THE NUJ SHOULD urgently debate the consequences for journalism of artificial intelligence, a union webinar has been told. The Ethics Council should trigger the debate with a view to possibly amending the Code of Professional Conduct.

The Council organised the online session to talk about the importance of the Code, which is part of the union's rules, and discuss its future. More than 60 members took part.

Joyce McMillan, a former member of the NUJ National Executive, now chair of Edinburgh Freelance Branch, said that the council should sponsor a debate on fake material - possibly adding a clause to the Code - based on "the issue that photographers are raising all the time about the manipulation of images".

Bristol photographer Simon Chapman said all AI-generated material should be labelled. "AI is changing things very fast and we have got to keep up", he said.

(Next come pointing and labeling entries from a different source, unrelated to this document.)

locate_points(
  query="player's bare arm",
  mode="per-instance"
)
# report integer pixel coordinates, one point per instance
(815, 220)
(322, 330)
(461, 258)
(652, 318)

Joyce McMillan also said the Code should be amended to cover the way the mainstream media set the agenda on major stories that other journalists had to follow. She cited the "small boats" angle that dominated reporting migration - although it was "only a tiny proportion of what is happening. This is the kind of issue which is making a lot of groups in our society very disillusioned with mainstream media".

But Ethics Council chair Professor Christ Frost cautioned that he was "a little nervous about changing the code too easily".

The webinar heard from the former journalist and Labour MP Chris Mullin, a London Freelance Branch member and champion of the Code of Conduct - who in 2022 defied a court order to identify a confidential source. The case arose from a series of spectacular stories in the 1990s, which proved that the six men jailed for the IRA bombing in Birmingham in 1974 were innocent - which Chris Mullin proved by tracking down the real culprits. To nail the story he had to promise never to publish their names.

Police made no serious attempt to bring them to justice until 25 years later - when they ordered Chris Mullin to break his pledge and had over his material. He refused and, with the backing of the NUJ, won the case as an Old Bailey judge overturned the order.